They say an understanding of colour is a fundamental part of dressing well. It basically brings the difference between trying on dozens of different pieces of clothing and wondering if they are going to blend with your wardrobe back home and picking one well-suited piece with confidence.
You will find that most male stores are guided by the blues, whites , the navies and the grays, otherwise known as the ‘staples’. So where exactly did the colors go? We are not against the idea of the neutrals but what separates a well-dressed man is the ability to build off those neutral bases,
rather than simply wearing them day in and day out. Most men nowadays tend to be clueless whenever someone starts talking about hues and shades, not realizing that combining colors tastefully is one of the hallmarks of the truly well-dressed man.
Before the white colonialists, set foot in the savanna plains, Africans were largely flamboyant in their fashion. With generous accessorising and ardent bold embellishments, we were largely not apologetic about our identity. Enter the colonialists in the late 1800’s. Their beige khaki shorts and white shirts overtime seemed more fashionable than our own traditional attire.
Dressing well for Africans back in the day involved proper conduct and elegant style, which included appropriate apparel, cosmetics, and coiffure along with magnificent carriage, graceful movement, fastidious toilette, and immaculate garments, which all incorporated bold colour.

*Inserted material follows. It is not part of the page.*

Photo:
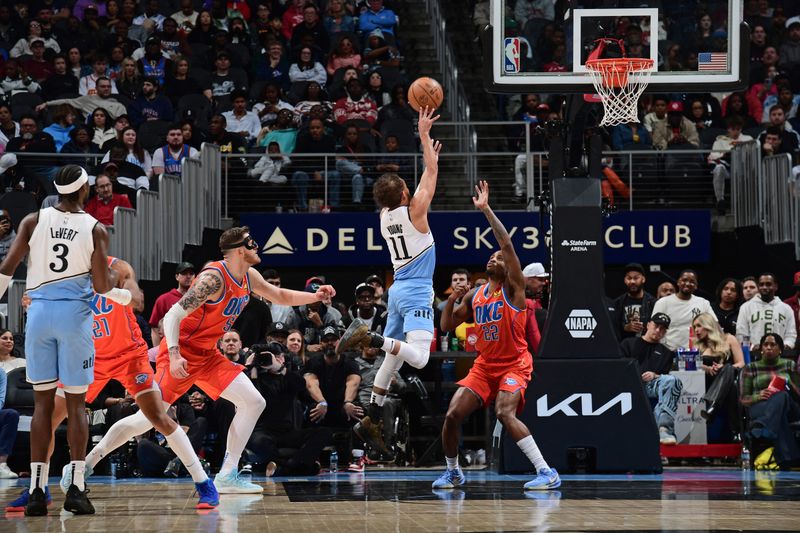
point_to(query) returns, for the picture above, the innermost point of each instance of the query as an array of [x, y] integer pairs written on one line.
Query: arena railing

The wide range of color and style in African dress, headdress, and footwear reflected the reality that covering and adorning the body was used to provide both aesthetic and social information about an individual or a group. The Maasai mode of dressing for example has been one whereby colour is prominent. In fact the idea of colour has been really emphasized in the Maasai culture that according to them,even God manifests Himself in the form of colour, according to an article read on www.exploringafrica.com. Moving on to the Samburu culture, their distinctive feature is the amount of jewellery, especially colourful multi-beaded bracelets, anklets and necklaces won by both men and women.
The Samburu Mark
Color therefore, has been the African mark for a very long time, until we had to comply with what was deemed as professional and corporate during the colonial era. Our forefathers matched it up from top to bottom and not surprisingly the more the color you had, the higher the status you were ascribed.
If you’ve never won color, now could be the time. However, avoid mixing color like you are a five year old, with access to six buckets of paint and no parental supervision. You don’t want to look too enthusiastic or clueless. The confident swag of the Samburu as they drape themselves in embellished shukhas should & act as a guide.
“Kenya’s current challenges can largely be traced to a lack of assertiveness as far as our culture is concerned. We can go so far as to say, we may have a crisis of identity. If we simply appreciated more of what we have or who we are then our confidence would propel us to greater heights.” says Sam Omindo, Creative Director of Genteel.